После ужина гладиаторы разошлись по разным комнатам, устраиваясь на ночлег. Спартак перед тем, как лечь спать, выставил двух дозорных и отобрал еще двоих, которым предстояло сменить их через три часа.
Я лег спать в атриуме на скамье, поскольку здесь было не так душно. Рядом на другой скамье устроился Рес, завернувшись в плащ.
Посреди ночи я проснулся от какого-то смутного шума. Мне показалось, что кто-то торопливо прошел через атриум к выходу во двор. Открыв глаза и подняв голову, я услышал чьи-то удаляющиеся шаги и успел заметить в полумраке два мужских силуэта, которые исчезли в дверях, выходивших на двор. До меня донеслись приглушенные мужские голоса, среди которых я сразу узнал голос Крикса. Еще я услышал тихий вскрик женщины, прерванный так, словно ей силой закрыли рот ладонью.

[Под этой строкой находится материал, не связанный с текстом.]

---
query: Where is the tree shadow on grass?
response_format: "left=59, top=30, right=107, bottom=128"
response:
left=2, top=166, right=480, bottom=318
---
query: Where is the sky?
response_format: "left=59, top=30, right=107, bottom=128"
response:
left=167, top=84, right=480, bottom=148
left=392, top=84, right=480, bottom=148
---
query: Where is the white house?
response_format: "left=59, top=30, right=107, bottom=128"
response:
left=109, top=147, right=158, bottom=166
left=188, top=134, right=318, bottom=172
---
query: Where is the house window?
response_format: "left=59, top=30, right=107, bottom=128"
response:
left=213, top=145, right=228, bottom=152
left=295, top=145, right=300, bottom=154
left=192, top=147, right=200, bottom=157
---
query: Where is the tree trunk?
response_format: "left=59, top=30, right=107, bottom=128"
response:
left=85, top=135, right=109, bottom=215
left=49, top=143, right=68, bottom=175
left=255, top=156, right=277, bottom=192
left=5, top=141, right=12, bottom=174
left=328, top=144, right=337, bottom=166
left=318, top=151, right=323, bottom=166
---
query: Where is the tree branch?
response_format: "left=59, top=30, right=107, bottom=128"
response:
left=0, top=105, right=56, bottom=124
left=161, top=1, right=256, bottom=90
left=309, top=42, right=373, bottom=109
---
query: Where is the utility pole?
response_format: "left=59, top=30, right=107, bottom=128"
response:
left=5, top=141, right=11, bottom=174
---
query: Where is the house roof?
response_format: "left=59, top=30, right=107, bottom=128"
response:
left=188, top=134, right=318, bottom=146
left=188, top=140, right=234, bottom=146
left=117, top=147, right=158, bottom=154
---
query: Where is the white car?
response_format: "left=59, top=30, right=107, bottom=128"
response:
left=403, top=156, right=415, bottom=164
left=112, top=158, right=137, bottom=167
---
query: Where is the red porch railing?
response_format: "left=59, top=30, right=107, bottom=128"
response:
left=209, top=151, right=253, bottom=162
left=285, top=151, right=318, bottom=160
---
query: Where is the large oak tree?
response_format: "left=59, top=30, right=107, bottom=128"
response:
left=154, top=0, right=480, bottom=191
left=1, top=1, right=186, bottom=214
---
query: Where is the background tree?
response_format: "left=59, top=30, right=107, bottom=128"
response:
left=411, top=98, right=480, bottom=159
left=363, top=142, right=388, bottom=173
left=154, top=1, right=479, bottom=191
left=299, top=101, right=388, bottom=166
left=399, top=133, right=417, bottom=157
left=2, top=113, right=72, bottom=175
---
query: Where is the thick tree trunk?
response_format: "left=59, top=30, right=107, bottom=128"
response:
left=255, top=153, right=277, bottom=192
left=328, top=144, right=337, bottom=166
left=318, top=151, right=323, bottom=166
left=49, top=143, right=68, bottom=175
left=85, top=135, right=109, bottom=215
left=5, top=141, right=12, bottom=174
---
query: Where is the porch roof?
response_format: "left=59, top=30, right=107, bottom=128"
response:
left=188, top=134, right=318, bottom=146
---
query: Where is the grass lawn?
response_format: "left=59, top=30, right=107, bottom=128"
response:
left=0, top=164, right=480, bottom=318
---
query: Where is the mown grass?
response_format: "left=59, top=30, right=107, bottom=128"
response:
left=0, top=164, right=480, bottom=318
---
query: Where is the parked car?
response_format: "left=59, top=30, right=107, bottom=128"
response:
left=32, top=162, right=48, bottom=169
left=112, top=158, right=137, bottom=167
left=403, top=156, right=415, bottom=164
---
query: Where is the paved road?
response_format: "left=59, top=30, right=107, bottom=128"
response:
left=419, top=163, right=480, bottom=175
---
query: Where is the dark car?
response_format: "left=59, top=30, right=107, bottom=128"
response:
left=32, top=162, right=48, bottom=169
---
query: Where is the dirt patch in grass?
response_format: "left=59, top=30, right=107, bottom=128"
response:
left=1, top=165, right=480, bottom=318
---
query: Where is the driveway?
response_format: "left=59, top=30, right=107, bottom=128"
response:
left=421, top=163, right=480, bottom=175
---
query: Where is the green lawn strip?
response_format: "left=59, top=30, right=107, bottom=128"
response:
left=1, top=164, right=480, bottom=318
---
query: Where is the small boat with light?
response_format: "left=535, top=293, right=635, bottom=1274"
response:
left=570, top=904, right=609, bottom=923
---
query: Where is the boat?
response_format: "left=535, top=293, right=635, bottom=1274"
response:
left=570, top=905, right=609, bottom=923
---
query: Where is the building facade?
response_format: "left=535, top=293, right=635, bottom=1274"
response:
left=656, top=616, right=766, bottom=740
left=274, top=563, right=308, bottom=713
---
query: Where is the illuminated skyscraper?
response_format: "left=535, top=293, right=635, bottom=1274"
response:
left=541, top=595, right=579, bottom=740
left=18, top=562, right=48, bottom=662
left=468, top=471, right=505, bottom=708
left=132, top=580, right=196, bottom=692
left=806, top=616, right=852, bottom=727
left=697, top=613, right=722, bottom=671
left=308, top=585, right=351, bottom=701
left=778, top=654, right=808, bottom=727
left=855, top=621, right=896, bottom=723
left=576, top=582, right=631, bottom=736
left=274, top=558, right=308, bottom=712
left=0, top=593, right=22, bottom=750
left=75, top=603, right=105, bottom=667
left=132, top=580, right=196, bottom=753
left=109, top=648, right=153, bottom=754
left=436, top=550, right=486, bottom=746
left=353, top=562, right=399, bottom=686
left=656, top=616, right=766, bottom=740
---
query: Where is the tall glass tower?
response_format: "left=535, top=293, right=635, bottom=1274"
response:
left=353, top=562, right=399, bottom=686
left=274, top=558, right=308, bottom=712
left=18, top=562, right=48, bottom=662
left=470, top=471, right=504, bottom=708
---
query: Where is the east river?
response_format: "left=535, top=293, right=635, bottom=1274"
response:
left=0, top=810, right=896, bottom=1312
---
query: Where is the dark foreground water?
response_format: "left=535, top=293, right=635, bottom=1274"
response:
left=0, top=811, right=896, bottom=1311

Я сел, свесив ноги на холодный каменный пол. Первая мысль, мелькнувшая у меня в голове, была о патрицианке Фабии. Похоже, Крикс вознамерился учинить над ней самосуд! Что же мне делать? Бежать, разбудить Спартака или самому попытаться помешать Криксу?
Я кинулся к спящему Ресу и растолкал его.
Выслушав мои сбивчивые объяснения и видя мое намерение помочь Фабии, Рес велел мне поспешить, мол, Крикс долго церемониться не станет.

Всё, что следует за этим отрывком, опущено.